A Travellerspoint blog

People in Colorado

Don't have lips

Or rather they do, they’re just thin and weathered, as if the wind from the mountains inverted them. And they’re drier than we are on the coast. Proximity to the ocean changes people. The closest of us get brined. We live a rough life in the elements, drink rum, eat fish, know it’s salt that runs in our veins. Those farther away know sky and rock and feel the hum of us all in the dry thin air. We are bleached out and tanned and polished by the wind while the others, they’re freeze-dried, their colors in tact but weightless. It’s the salt you see, the mother we never had, calling to us into the crash of the waves. Stepping into the ocean is coming home. Climb a mountain, you’re ascending to the sky. Curvaceous they may be but mothers they are not. They are cold and powerful and can eat you alive.

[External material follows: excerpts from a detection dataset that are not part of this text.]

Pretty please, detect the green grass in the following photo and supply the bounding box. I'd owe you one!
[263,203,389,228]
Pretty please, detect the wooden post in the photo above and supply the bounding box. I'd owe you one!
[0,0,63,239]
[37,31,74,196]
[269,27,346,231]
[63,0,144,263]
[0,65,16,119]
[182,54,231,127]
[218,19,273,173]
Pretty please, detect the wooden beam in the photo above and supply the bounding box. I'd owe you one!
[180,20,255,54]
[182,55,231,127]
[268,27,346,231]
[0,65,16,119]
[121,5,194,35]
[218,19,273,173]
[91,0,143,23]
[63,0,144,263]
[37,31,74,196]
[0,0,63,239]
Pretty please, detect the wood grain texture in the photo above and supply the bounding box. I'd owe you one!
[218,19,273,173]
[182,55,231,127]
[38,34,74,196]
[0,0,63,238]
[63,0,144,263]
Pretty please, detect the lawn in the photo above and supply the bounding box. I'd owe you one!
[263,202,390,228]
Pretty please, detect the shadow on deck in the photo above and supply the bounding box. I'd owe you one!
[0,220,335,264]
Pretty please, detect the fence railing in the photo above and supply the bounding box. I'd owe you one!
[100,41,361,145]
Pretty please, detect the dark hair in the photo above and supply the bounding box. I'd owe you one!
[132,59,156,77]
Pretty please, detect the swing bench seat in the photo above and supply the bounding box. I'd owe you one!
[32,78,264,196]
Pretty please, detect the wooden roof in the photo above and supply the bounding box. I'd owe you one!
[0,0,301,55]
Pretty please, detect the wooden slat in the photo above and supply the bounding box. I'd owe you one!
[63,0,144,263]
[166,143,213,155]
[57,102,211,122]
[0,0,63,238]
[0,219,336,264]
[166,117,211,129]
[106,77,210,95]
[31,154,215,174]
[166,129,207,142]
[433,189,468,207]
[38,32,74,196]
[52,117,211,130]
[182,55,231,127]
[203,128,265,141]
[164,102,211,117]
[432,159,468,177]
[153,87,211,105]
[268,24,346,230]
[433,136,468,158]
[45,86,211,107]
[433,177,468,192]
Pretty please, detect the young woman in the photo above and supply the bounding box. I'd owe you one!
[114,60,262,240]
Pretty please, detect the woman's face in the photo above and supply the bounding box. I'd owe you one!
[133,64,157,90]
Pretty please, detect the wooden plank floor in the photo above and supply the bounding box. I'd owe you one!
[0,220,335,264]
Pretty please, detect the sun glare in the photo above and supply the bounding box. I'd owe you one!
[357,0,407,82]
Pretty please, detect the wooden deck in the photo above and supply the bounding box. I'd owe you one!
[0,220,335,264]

In the mountains, exposure is real in a way it could never be in marshland. 5 below and snowing still amongst the pines and birches and laurels is cold but pretty. Out here, you can freeze to death on a sunny day. There is something vast in this wilderness that feels like swimming so far out into the ocean you know if you swim any farther you won’t make it back. You see your own death. You see real defeat. You see the world as it is; so much bigger than yourself. You see your own mortality. And you see wizened folk without any lips and you think to yourself, God, I miss New York.